The natural network boundary is the namespace and explicit deny of egress to the namespace with the VM.
kubectl apply -f - <<EOF
apiVersion: telemetry.istio.io/v1alpha1
kind: Telemetry
metadata:
name: mesh-default
namespace: istio-system
spec:
accessLogging:
- providers:
- name: envoy
EOF
The VM after a while starts logging messages similar to:
2023-11-16T13:40:47.906932Z warning envoy config external/envoy/source/extensions/config_subscription/grpc/grpc_stream.h:152 StreamSecrets gRPC config stream to sds-grpc closed: 2, failed to generate secret for default: failed to generate workload certificate: create certificate: rpc error: code = Unauthenticated desc = request authenticate failure thread=3631
while the ingress gateway logs:
2023-11-16T12:40:47.364949Z error klog grpc-server "msg"="failed to authenticate request" "error"="failed to validate the JWT from cluster \"test\": the service account authentication returns an error: [invalid bearer token, service account token has expired]" "serving-addr"="0.0.0.0:16443"
This happens because the istio-token
expires.

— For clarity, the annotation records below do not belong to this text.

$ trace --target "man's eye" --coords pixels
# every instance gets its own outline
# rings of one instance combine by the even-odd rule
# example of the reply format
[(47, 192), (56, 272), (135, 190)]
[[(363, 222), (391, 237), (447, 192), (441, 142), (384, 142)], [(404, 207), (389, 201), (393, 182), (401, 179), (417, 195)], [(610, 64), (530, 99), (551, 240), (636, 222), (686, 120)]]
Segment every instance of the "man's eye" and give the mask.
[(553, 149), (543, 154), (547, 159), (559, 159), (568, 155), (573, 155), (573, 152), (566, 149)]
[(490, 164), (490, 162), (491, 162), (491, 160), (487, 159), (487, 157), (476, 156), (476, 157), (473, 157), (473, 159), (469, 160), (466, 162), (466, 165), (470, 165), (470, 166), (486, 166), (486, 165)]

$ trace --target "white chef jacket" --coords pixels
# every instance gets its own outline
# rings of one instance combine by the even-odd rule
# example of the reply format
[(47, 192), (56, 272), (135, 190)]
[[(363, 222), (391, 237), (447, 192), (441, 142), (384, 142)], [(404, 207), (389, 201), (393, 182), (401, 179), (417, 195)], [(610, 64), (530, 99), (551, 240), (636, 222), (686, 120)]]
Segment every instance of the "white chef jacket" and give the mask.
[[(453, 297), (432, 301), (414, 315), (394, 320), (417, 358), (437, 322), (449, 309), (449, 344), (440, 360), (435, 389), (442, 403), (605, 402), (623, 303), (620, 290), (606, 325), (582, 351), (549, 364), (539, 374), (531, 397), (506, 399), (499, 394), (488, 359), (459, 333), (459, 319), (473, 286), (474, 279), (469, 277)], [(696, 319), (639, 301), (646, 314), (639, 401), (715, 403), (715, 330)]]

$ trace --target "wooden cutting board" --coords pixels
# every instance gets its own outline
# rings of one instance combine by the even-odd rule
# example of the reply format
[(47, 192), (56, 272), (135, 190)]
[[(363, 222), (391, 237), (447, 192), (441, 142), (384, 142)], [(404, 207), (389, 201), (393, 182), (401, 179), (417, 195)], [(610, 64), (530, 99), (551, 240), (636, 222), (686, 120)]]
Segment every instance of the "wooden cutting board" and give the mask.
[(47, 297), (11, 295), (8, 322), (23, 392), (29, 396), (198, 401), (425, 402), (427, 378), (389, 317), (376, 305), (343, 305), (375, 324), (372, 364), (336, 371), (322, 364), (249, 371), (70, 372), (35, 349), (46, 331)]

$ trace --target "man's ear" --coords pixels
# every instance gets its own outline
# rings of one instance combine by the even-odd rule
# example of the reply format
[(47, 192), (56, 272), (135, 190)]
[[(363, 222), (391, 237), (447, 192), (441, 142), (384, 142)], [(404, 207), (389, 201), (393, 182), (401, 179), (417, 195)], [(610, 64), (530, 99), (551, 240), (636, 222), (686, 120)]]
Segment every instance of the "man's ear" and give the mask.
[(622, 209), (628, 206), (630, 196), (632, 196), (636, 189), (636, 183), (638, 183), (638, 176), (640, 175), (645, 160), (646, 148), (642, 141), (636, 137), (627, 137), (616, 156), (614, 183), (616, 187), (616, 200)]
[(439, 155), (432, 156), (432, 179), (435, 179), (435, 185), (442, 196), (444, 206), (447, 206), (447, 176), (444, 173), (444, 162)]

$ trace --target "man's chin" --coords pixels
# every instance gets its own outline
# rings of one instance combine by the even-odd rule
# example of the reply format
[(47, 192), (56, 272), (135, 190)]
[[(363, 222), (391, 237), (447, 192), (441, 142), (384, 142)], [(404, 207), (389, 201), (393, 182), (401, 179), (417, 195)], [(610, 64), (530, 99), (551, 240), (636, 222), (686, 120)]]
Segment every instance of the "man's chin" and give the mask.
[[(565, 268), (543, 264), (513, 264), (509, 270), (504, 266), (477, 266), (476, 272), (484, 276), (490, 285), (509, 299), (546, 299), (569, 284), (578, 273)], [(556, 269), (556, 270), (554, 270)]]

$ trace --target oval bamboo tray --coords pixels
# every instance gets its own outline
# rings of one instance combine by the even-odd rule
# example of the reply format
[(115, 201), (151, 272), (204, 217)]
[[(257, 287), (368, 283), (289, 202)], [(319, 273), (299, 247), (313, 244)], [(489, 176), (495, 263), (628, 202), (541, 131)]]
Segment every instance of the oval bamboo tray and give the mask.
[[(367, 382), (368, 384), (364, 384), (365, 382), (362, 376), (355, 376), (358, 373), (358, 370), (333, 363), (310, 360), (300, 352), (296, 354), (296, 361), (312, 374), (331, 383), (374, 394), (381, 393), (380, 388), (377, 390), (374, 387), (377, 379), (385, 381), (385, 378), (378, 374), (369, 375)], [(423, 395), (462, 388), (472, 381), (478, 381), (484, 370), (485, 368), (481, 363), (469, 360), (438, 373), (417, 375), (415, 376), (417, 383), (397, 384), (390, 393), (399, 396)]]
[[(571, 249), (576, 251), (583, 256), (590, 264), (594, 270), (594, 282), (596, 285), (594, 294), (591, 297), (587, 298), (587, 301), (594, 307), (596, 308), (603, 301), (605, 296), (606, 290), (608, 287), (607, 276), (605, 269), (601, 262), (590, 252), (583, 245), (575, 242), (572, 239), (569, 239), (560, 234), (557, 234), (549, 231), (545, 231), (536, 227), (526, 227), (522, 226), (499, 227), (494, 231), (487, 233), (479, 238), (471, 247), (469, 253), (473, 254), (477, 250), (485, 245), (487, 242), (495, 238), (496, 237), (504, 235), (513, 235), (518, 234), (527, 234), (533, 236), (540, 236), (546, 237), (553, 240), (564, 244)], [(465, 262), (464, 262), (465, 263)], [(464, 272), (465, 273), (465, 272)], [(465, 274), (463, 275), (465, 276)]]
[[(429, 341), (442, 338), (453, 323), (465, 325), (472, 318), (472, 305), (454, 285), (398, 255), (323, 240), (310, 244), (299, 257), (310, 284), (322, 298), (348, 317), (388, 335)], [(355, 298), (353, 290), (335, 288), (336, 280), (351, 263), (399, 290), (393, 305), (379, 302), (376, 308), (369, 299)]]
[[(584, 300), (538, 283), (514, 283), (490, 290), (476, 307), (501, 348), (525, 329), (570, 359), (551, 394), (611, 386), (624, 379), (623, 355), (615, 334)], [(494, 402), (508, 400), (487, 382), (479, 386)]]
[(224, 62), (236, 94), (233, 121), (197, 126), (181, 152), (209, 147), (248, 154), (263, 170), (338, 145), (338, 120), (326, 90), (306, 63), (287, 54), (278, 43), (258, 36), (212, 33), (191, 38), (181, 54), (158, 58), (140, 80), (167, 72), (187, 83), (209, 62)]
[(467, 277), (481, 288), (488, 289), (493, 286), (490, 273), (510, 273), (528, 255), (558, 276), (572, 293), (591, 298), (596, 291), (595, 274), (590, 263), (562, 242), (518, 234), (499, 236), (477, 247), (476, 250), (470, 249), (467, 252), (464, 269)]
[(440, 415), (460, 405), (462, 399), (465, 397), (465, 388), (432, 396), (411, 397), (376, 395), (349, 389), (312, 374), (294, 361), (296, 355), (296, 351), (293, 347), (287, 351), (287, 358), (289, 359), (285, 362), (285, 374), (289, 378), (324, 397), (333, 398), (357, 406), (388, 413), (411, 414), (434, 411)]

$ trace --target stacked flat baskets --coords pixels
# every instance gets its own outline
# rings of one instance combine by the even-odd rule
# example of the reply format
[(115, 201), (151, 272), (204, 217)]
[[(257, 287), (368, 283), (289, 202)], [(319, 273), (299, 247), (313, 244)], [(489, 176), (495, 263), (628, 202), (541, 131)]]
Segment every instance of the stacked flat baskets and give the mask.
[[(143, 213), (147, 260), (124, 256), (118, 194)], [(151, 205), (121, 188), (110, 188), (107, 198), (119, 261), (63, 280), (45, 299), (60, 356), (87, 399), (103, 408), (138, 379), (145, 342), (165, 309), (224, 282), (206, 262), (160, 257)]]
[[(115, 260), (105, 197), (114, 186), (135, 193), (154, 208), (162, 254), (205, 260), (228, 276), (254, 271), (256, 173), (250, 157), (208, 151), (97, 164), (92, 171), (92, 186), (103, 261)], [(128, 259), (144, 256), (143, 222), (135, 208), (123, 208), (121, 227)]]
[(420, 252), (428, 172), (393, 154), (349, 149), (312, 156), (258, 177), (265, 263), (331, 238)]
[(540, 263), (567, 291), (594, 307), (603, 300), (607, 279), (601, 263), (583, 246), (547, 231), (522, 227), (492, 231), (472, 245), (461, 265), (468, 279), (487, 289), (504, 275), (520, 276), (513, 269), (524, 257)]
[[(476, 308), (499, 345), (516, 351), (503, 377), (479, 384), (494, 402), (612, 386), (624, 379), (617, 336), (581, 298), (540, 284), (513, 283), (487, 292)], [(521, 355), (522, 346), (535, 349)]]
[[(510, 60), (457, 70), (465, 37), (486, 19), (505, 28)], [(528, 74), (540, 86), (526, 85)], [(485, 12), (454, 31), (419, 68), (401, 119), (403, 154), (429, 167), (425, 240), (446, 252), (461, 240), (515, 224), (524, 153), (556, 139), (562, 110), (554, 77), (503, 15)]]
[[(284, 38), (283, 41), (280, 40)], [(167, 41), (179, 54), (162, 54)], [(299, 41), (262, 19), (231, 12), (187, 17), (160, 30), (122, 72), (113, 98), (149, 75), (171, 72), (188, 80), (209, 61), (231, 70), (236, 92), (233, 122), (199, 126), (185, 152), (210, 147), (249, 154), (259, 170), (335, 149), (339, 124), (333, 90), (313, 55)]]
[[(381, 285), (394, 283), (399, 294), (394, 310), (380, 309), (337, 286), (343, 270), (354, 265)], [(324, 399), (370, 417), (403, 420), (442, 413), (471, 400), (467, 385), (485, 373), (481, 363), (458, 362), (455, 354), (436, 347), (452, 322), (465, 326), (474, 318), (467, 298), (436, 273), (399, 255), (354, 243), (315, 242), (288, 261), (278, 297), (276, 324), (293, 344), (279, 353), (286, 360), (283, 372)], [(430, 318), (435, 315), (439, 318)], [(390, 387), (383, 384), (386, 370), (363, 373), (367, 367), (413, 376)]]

Execute to refresh the token:
./install.workload.sh
./install.vm.bootstrap.sh
The VM sidecar will pick the new token up from an updated file.
Success, a pod in the mesh can communicate to the VM via the service, VM is in the mesh and can communicate back to the mesh. Istio VM workloads are easy way to automate VM-mesh onboarding.